Abstract
241718
Introduction: Conventional PET image reconstruction techniques (FBP, OSEM, MLEM) suffer from data/model mismatches, data inconsistency, and data over-fitting which lead to artifacts and noise in the resultant images. Recently, deep learning-based PET reconstruction techniques that directly transform PET raw (sinogram) data into images (such as DeepPET) have demonstrated better performance. However, the use of mean square error-based supervision in these techniques usually yield solutions with overly smooth textures and have poor perceptual quality. Image-conditioned denoising diffusion probabilistic generative models (cDDPM) are another class of deep learning techniques that can generate photorealistic results. These models however suffer from insufficient correspondence and consistency when the conditioning input and the reconstructed output images are defined in two different domains (sinogram conditional input and PET image output, Sino-DDPM). To address this limitation with cDDPM, we propose a new robust pipeline (R2U-DDPM) that utilizes a pre-trained attention R2U-Net as an auxiliary prior to inform cDDPM about the coarse structure of reconstructed PET images to increase model reliability and generate realistic results from sinogram inputs
Methods: Our framework uses a learned attention R2U-Net as guidance to cDDPM in order to improve the performance of Sino-DDPM. The attention R2U-Net generates a coarse PET image through a deterministic process given a sinogram as input, and the cDDPM takes it as the condition for the final PET image prediction (Fig. 1). The learned attention R2U-Net architecture (Fig. 2) was built on the recurrent U-Net architecture with two modifications: the addition of multiple designed self-attention blocks and the addition of residual convolutional operations. Specifically, these enhancements aid in the refinement of the input intermediate feature maps. We also included a skip connection between the input feature map and the refined feature map to further optimize this process. The attention R2U-Net was supervised by mean square error loss. For data preparation, we simulated 2D 18 F-FDG PET images using 20 3D brain phantoms from BrainWeb with the resolution and matrix size of 2.086×2.086×2.031 mm and 344×344×127 acquired from the Siemens mMR scanner. For each phantom, we selected 85 non-continuous slices and generated high count sinograms. Using OSEM algorithm with point spread function, we generated a total of 7130 sinogram/PET image pairs and randomly split them into 6620/255/255 as training/validation/testing sets respectively. All models were implemented on the PyTorch platform and executed on NVIDIA A100 GPUs for 100 epochs. We compared the performance of our R2U-DDPM with OSEM reference and contrasted the results with those from DeepPET and Sino-DDPM. The comparison was based on visual inspection and distortion metrics PSNR (dB)/SSIM.
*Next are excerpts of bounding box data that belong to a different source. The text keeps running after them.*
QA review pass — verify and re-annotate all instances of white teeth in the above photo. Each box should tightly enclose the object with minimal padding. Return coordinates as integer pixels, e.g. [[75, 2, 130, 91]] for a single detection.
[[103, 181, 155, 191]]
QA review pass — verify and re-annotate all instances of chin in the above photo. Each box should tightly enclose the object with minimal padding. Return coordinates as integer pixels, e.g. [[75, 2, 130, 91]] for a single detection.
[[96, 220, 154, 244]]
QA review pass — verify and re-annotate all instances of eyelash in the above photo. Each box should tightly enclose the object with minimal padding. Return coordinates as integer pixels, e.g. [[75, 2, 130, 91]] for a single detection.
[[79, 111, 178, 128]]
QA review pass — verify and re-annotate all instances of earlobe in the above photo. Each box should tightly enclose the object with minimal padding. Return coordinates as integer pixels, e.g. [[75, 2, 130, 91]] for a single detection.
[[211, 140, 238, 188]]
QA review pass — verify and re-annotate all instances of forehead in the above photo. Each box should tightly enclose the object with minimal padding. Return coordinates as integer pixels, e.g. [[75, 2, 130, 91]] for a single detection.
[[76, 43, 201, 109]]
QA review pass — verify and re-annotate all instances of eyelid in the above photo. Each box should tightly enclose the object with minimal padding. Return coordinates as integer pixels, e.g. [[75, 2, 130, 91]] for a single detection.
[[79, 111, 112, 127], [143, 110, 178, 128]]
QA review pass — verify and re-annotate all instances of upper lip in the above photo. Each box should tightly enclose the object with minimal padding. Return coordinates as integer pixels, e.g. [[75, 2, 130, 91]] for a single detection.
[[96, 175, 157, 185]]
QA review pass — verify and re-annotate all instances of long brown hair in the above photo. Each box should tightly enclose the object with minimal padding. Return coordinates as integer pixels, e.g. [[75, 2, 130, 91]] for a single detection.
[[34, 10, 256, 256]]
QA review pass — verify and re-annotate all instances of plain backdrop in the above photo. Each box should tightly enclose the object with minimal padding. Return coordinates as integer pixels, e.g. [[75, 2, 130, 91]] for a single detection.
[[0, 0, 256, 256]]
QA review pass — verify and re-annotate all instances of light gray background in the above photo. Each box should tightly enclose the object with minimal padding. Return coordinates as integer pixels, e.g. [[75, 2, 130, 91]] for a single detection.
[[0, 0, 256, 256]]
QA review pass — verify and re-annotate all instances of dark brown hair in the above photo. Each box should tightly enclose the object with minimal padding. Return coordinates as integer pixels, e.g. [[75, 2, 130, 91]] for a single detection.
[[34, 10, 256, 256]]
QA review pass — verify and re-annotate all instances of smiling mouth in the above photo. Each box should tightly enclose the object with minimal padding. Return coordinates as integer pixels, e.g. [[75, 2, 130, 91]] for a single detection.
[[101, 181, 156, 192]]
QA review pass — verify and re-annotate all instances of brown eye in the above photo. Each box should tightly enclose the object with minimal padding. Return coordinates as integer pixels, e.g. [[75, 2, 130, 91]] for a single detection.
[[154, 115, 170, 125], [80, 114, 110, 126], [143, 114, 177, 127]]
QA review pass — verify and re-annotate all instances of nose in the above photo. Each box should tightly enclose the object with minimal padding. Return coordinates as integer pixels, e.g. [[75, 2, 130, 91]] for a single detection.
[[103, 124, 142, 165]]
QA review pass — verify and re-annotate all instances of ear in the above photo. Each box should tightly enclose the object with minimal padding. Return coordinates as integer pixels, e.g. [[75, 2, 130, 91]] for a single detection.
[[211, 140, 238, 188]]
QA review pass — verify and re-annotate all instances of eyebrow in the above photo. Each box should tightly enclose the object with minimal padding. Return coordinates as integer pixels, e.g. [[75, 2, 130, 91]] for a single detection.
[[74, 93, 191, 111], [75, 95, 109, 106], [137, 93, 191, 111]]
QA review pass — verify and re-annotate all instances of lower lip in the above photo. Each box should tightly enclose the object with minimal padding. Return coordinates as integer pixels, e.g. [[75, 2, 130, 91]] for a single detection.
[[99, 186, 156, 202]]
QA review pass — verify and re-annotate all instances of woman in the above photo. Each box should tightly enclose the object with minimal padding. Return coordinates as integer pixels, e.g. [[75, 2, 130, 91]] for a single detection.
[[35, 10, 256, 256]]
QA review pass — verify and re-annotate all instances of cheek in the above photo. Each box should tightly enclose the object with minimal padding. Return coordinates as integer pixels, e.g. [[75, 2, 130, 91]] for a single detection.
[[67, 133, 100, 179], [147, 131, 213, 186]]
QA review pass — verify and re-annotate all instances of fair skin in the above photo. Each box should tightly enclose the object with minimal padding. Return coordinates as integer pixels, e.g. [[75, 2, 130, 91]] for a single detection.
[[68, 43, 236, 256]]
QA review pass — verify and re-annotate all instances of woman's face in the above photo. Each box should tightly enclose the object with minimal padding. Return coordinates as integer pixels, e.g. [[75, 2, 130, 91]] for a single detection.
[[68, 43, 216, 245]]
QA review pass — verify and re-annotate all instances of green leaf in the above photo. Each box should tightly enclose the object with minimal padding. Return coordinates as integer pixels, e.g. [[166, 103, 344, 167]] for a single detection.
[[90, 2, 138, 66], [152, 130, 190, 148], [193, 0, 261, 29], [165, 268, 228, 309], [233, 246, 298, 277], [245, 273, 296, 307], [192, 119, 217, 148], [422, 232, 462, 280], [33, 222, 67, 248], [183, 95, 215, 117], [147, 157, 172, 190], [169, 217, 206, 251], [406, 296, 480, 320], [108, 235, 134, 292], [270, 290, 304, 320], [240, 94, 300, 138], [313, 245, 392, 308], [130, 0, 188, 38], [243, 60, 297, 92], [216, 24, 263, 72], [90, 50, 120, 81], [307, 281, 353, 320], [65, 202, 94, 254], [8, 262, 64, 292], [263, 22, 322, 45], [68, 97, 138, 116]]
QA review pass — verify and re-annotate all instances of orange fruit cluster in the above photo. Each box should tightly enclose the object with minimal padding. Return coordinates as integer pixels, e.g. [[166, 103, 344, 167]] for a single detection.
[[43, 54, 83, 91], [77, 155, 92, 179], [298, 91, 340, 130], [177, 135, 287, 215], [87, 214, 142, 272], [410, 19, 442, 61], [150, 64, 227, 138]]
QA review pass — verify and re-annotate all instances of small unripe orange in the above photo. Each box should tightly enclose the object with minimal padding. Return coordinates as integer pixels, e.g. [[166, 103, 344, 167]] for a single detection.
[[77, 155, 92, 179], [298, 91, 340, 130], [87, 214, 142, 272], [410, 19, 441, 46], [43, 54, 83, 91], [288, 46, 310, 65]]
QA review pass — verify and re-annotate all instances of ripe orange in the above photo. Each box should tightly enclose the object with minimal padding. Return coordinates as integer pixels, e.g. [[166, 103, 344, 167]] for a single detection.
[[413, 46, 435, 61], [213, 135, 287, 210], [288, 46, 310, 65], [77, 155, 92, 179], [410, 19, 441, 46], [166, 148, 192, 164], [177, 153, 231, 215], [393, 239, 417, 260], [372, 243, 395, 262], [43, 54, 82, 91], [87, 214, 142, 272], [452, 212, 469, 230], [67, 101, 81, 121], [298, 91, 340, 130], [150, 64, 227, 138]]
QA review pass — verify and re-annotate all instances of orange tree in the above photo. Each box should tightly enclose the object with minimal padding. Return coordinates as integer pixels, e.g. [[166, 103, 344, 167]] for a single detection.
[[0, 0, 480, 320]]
Results: Visual inspection of the reconstructed images from the various algorithms show that the R2U-DDPM produces the best images with the least amount of blur compared to OSEM reference (Fig. 3). The average PSNR (dB)/SSIM of the testing dataset for DeepPET, Sino-DDPM and R2U-DDPM were 28.41/0.949, 27.55/0.893, 28.48/0.955 respectively.
Conclusions: Our results show that R2U-DDPM algorithm has the potential to produce images that are more qualitatively and quantitatively closed to OSEM reference compared to other sinogram-to-PET image deep learning techniques. Further validation of this approach on 3D patient data from hospital is forthcoming.
References:
[1] Häggström, Ida, C. Ross Schmidtlein, Gabriele Campanella, and Thomas J. Fuchs. "DeepPET: A deep encoder–decoder network for directly solving the PET image reconstruction inverse problem." Medical image analysis 54 (2019): 253-262.
[2] Ho, Jonathan, Ajay Jain, and Pieter Abbeel. "Denoising diffusion probabilistic models." Advances in neural information processing systems 33 (2020): 6840-6851.